Of course, unless Ms. Tartt tells us herself, we can't ever truly know what her intention was with the novel. We can simply make our best guess using the evidence she gave us. If you read the post, I believe you've read some pretty strong evidence.
It's a novel filled with stock characters of color and with, when explained, painfully obvious racist themes. The Goldfinch is a nostalgic lament to a past filled with art, culture, beauty, while today's modern world of multiculturalism and diversity is, supposedly, sad and distasteful. As an Indian who is part of the multicultural hoopla Tartt finds sad in the present world, I was furious to realize that this book won the Pulitzer prize. This book. This book, these 800 pages from one of the world's most cherished authors, won the Pulitzer even though any literary scholar could realize the theme instantaneously (I'm no scholar, I couldn't realize it without explanation). The Pulitzer committee must have realized the theme. Is this not another Gone With the Wind? No, it's even worse, because Gone With the Wind is not focused on racism, it's focused on the complete upheaval of a society of which race-relations was one of many changes. The Goldfinch is very much about the decline of white supremacy. I was pissed. Upset and disgusted with the path English literature took with giving this book the Pulitzer. A racist, backwards novel - beautifully written - is being hailed as the greatest modern work? Have we moved forward in society or no?

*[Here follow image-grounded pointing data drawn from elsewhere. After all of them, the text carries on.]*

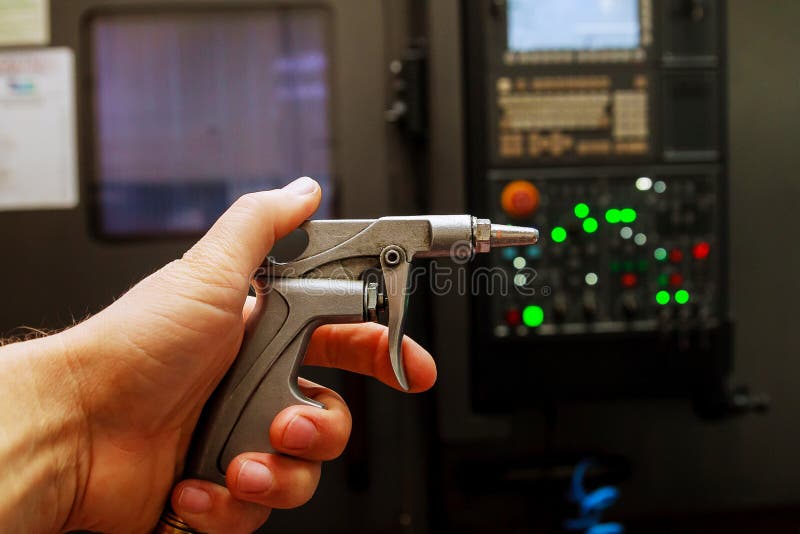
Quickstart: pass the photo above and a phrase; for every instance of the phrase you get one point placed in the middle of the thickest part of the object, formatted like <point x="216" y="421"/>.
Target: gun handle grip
<point x="263" y="379"/>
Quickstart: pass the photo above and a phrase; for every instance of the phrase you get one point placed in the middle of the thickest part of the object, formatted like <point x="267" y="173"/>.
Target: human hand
<point x="141" y="370"/>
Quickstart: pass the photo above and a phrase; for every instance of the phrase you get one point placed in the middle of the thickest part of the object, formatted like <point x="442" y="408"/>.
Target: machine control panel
<point x="620" y="252"/>
<point x="603" y="125"/>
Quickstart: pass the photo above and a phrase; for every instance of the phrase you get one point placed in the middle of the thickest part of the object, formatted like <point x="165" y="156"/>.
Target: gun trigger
<point x="396" y="272"/>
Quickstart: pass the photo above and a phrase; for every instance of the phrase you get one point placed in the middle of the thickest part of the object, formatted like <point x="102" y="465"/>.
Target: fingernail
<point x="254" y="477"/>
<point x="300" y="433"/>
<point x="302" y="186"/>
<point x="194" y="500"/>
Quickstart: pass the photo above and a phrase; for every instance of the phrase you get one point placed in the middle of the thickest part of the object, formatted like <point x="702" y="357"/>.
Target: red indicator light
<point x="676" y="280"/>
<point x="675" y="255"/>
<point x="701" y="250"/>
<point x="513" y="317"/>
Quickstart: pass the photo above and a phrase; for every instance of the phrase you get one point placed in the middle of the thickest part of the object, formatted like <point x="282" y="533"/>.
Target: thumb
<point x="241" y="239"/>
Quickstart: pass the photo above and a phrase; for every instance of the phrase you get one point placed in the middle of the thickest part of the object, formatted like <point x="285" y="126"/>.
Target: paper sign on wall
<point x="38" y="149"/>
<point x="24" y="22"/>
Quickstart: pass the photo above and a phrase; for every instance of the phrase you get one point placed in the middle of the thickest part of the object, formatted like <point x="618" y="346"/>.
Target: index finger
<point x="364" y="348"/>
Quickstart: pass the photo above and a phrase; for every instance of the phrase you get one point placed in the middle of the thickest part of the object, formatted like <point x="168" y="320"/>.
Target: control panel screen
<point x="194" y="108"/>
<point x="535" y="25"/>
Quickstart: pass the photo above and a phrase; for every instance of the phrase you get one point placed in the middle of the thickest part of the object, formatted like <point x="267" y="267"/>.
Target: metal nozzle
<point x="503" y="235"/>
<point x="488" y="235"/>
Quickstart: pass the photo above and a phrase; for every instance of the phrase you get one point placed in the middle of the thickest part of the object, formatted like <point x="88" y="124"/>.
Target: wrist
<point x="43" y="434"/>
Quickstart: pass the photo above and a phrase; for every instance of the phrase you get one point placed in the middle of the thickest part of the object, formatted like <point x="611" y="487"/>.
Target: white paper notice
<point x="24" y="22"/>
<point x="38" y="149"/>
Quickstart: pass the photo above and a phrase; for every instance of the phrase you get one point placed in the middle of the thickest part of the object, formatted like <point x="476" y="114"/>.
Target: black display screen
<point x="194" y="109"/>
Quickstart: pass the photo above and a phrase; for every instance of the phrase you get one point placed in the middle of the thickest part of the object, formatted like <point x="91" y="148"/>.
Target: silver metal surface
<point x="503" y="235"/>
<point x="324" y="284"/>
<point x="482" y="230"/>
<point x="345" y="249"/>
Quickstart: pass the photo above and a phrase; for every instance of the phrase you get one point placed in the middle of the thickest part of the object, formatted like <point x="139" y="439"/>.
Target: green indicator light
<point x="581" y="210"/>
<point x="532" y="316"/>
<point x="681" y="296"/>
<point x="612" y="216"/>
<point x="558" y="234"/>
<point x="627" y="215"/>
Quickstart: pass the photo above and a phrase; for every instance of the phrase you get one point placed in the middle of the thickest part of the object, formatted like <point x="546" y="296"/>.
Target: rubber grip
<point x="263" y="379"/>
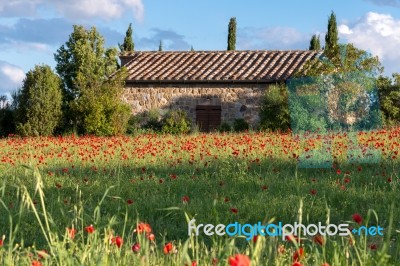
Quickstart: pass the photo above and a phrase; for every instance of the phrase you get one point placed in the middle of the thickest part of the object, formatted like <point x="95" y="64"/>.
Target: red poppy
<point x="89" y="229"/>
<point x="357" y="218"/>
<point x="117" y="241"/>
<point x="319" y="239"/>
<point x="71" y="232"/>
<point x="298" y="254"/>
<point x="296" y="263"/>
<point x="135" y="247"/>
<point x="150" y="236"/>
<point x="239" y="260"/>
<point x="143" y="228"/>
<point x="185" y="199"/>
<point x="36" y="263"/>
<point x="169" y="248"/>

So imagine my surprise when I was asked what my favorite books are, and The Goldfinch accidentally sprang up in my mind before my anger took it back down.
Why did that book come up to my mind so fast?

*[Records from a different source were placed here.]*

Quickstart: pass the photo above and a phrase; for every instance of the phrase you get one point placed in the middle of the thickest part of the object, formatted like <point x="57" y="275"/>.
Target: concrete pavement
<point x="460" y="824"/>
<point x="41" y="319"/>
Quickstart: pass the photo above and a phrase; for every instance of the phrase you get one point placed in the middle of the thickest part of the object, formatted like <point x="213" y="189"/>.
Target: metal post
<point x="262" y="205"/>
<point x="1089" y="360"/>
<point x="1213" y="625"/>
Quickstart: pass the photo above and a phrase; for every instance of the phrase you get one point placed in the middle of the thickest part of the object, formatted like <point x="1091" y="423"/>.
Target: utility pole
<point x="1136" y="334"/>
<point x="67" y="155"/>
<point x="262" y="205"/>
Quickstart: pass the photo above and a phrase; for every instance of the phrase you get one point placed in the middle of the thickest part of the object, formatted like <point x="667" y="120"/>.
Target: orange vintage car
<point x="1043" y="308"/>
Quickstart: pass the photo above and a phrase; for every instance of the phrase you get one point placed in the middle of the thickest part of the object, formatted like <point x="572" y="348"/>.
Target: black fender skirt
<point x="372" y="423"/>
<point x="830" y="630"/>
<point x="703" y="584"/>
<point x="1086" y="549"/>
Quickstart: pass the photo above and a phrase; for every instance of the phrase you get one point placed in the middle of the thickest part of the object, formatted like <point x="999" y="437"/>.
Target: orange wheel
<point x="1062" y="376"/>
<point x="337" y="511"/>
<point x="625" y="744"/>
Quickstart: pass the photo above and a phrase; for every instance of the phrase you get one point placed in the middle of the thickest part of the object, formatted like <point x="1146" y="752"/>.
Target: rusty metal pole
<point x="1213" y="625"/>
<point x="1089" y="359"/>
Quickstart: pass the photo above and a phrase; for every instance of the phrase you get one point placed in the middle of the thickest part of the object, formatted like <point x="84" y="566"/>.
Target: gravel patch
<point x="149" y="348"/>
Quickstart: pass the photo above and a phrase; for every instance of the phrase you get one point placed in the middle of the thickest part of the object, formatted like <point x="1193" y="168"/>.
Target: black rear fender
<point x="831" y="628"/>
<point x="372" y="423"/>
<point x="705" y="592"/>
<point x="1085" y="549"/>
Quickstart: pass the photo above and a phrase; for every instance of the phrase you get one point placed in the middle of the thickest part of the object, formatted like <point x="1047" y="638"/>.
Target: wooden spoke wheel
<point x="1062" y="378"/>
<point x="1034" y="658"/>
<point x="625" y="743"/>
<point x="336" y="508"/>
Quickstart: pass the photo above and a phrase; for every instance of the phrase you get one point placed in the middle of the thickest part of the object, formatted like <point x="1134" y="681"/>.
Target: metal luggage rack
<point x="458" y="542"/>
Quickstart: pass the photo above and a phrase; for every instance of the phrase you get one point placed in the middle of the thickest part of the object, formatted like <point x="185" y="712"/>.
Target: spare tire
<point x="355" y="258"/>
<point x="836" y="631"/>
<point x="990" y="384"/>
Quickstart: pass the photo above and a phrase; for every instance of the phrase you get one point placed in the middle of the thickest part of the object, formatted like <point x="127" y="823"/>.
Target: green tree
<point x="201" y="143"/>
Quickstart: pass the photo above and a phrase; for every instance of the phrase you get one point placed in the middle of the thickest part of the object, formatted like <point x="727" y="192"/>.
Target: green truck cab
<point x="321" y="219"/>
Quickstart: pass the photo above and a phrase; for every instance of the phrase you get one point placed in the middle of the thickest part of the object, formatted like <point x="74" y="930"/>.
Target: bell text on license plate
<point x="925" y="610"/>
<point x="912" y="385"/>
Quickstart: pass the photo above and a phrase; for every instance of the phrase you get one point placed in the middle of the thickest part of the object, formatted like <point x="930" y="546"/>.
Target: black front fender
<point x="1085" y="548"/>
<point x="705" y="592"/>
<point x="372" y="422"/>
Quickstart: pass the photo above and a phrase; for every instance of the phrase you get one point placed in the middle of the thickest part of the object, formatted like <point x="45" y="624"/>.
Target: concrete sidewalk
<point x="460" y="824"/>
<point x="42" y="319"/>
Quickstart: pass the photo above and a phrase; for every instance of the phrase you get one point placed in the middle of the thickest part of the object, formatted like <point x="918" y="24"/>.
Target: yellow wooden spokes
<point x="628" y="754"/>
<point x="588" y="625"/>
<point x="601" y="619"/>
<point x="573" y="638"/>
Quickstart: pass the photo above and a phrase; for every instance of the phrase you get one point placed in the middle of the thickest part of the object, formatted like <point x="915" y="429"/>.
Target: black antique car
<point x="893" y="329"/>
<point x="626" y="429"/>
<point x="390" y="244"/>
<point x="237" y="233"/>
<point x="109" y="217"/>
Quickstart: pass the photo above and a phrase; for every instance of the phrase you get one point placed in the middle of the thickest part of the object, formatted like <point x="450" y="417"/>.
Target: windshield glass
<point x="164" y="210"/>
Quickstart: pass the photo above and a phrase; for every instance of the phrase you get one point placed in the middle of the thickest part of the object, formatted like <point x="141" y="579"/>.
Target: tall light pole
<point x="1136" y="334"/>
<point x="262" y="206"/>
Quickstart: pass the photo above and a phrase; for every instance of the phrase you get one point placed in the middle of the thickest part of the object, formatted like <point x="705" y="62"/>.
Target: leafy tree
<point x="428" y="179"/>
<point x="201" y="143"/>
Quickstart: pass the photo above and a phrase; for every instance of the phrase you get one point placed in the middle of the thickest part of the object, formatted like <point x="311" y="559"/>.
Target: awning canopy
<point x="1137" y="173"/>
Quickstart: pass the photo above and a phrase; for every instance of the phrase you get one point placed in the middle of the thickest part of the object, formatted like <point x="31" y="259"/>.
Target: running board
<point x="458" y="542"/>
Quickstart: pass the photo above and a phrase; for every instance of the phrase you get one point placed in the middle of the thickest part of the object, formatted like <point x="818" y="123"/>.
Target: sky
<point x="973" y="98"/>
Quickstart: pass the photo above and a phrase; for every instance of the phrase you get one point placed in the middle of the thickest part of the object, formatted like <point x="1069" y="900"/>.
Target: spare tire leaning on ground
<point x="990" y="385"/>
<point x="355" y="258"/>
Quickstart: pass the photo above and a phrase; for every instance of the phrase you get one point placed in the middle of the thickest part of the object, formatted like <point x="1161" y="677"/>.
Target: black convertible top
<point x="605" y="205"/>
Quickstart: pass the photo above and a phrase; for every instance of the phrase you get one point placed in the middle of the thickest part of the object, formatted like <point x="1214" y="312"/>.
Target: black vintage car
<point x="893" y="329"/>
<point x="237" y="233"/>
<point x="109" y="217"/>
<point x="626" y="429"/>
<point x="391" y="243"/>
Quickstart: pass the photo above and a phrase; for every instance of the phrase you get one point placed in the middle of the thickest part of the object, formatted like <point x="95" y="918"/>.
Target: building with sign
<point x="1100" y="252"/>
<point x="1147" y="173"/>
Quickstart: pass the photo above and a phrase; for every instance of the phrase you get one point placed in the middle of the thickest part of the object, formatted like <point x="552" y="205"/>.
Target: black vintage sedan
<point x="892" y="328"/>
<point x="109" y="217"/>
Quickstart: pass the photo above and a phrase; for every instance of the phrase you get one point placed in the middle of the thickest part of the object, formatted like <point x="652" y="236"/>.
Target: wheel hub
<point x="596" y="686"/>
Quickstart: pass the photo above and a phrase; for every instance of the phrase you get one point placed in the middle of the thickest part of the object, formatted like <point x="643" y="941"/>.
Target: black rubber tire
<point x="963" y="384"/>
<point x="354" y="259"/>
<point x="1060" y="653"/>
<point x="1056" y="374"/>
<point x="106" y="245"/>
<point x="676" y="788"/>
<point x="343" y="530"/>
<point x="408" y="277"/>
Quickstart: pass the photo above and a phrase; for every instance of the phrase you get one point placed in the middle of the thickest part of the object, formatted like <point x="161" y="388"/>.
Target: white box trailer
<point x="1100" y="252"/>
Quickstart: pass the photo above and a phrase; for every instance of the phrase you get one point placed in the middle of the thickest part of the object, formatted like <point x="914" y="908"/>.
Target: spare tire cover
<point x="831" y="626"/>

It's the beauty of literature. Even though I - as an Indian - should be upset by the book, I realize now that I still love it with all its faults. The book is Tartt's lament, yes, but it's a beautiful lament. Who am I to insult someone's deepest feelings? One of the main reasons I fell in love with literature is because through books, I can learn about people different than me, people who think differently than me. This book and its message are Tartt's thinking. The reason I was so upset about the book was because of the themes, and to me that's not right. I can dislike a book because of its prose, its characters, its shoddy craftsmanship, etc. but I try hard not to dislike a book because of its message.
This book beautifully presented the feeling of retreat that many like Tartt must have felt when people like my parents entered this country. As non-European immigrants and children of these (incredibly hard-working) immigrants, we see people (sadly and too often) show us their hostility in ways not nearly as peaceful as Tartt does, and not nearly as beautifully. And while there's no way in hell we're leaving (frankly, we've earned our place several times over), there's never a perspective that deserves to be ignored.
Nowadays, controversy is no longer being an activist for the gay community but being against it. Controversy is not being pro-diversity but against it. In a time where such true controversy is avoided, it's stunning to see a writer with such huge expectations take such an incredible risk with her writing by revealing her inner self. That, by any account, is to be commended. There's rarely anything nowadays that presents the condemned side of an argument in such an amazing light. I'd take The Goldfinch over Fox News any day.
Due to The Goldfinch, even as a son of an immigrant I can understand, sympathize, and (due to Tartt's use of first person) sometimes even empathize with the sadness of the dwindling prestige of white supremacy. That's not to say at all that I agree with it. That's not the point. The point is to listen, and if we can't even do that, our bigotry will be the true mark of a degrading society. I'm willing to bet there are a lot of other people who silently agree with Tartt's views but are too scared to speak because of the possibility of backlash. Yes, I'm aware of how ironic it sounds but so many times, we who are progressive and for equal rights condemn our opponents just as strongly as they condemn us. Why can't we speak our minds and let others do the same? If we are truly progressive, we'd let everyone speak in an embracing environment.
I also think I like this book because of that horribly amateurish last chapter. The whole rest of the book is good, (mostly) free from cliché. It's almost painful to see Tartt work so hard - and when she finally lets go, so to speak, in the last chapter, it humanizes the whole story. It's accessible. The reader smiles at the faults, almost laughs, and thus breaks the hard ice of 'sophistication' that caked the rest of the novel. Now it's a novel, a good old novel and no longer a Novel. And in that way, it's become my friend. A friend that I want to punch, yes. Inflict pain on because of how much it's been wrongly praised. But then hug right after because I still do grudgingly love it.
Do I think it's a good book? Even apart from the themes, not really. Do I really really really like it, almost love it? Yes. It hit a personal spot for me with its love for art.
It still shouldn't have won the Pulitzer though.